China, with its pegged currency and large current account surplus with the US, is very much at the center of Asia’s dysfunctional currency markets. In his book, The Dollar Crisis, Richard Duncan makes a compelling case for the long-term connection between a country’s capital inflows via large current account surpluses (with their attendant rapid growth in credit) and the investment bubble that they ultimately create. As his book makes clear, “…the [Asian] countries that built up large stockpiles of international reserves ($) through current account or financial account surpluses experienced severe economic overheating and hyperinflation in asset prices that ultimately resulted in economic collapse.”

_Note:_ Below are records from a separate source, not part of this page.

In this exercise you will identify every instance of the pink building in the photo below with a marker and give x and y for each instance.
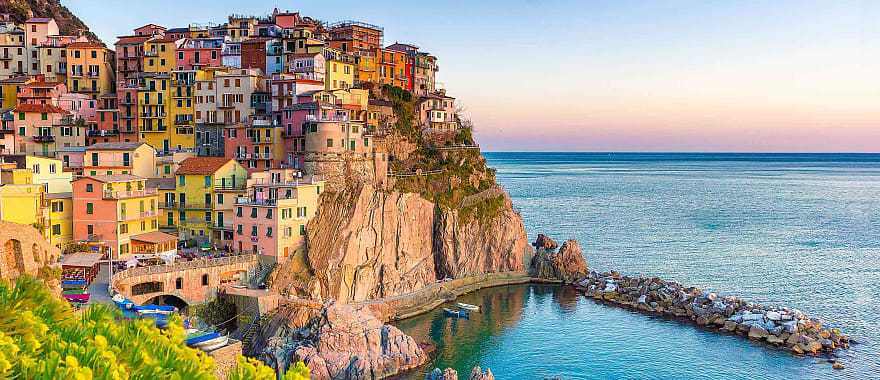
(198, 53)
(272, 218)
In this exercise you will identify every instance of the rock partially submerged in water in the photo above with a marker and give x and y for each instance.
(567, 265)
(344, 342)
(451, 374)
(786, 328)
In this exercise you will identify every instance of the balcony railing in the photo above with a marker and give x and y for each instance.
(123, 194)
(102, 133)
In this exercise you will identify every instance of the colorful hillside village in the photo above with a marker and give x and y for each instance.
(205, 140)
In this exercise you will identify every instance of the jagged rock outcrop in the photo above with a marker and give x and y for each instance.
(567, 265)
(469, 245)
(342, 342)
(451, 374)
(366, 244)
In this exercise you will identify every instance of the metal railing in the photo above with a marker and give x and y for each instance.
(186, 265)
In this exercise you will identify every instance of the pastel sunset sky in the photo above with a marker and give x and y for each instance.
(747, 76)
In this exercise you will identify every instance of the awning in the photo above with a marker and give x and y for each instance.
(154, 237)
(81, 259)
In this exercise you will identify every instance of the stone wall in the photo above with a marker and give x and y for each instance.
(23, 250)
(192, 289)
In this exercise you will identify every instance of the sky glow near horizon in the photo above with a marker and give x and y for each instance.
(744, 76)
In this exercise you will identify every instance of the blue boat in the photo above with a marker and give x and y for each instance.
(456, 313)
(154, 309)
(201, 339)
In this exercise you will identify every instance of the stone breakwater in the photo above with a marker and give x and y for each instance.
(786, 328)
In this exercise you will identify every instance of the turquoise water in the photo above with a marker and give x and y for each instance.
(799, 230)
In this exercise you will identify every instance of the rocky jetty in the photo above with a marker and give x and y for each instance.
(451, 374)
(338, 341)
(783, 327)
(786, 328)
(567, 264)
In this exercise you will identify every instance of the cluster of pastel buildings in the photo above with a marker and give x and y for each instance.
(223, 135)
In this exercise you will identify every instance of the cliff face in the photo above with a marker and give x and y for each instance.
(365, 244)
(68, 23)
(465, 244)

China enjoyed extraordinary economic performance during the last decade, and much of this growth was dependent upon China’s large and growing trade imbalance with the world’s leading manufacturer of US dollar liabilities, America. As Duncan predicts, China’s growing external imbalances coincided with an extraordinary Chinese capital investment boom. This connection between China’s external imbalances and domestic capital investment begs several questions: What would happen to China’s economy were the renminbi to appreciate enough to correct these external imbalances? Would, as a result, China’s monetary policy necessarily turn contractionary? Would the Chinese capital investment cycle be likely to turndown? How severe might China’s post boom hangover be? Would China’s rickety banking system be able to cope with the resulting deterioration in the credit quality of its borrowers? We do not know the answers to these questions, but clearly the degree to which China successfully navigates a currency rebalancing could have a meaningful impact on the extent to which Equinox benefits from the appreciation of Asia’s other currencies.
For a multitude of reasons, most of them company specific, Equinox has no long positions in the People’s Republic of China. We are, however, looking for compelling short investments ideas that would have the effect of hedging Equinox’s portfolio against a large decline in Chinese economic activity.
In conclusion, Equinox continues to look forward to the eventual adjustment of our currency versus those of our Asian trading partners. In the next few years, we expect currency appreciation to significantly compound the gains we anticipate generating from our ownership of outstanding Asian businesses trading at discount valuations.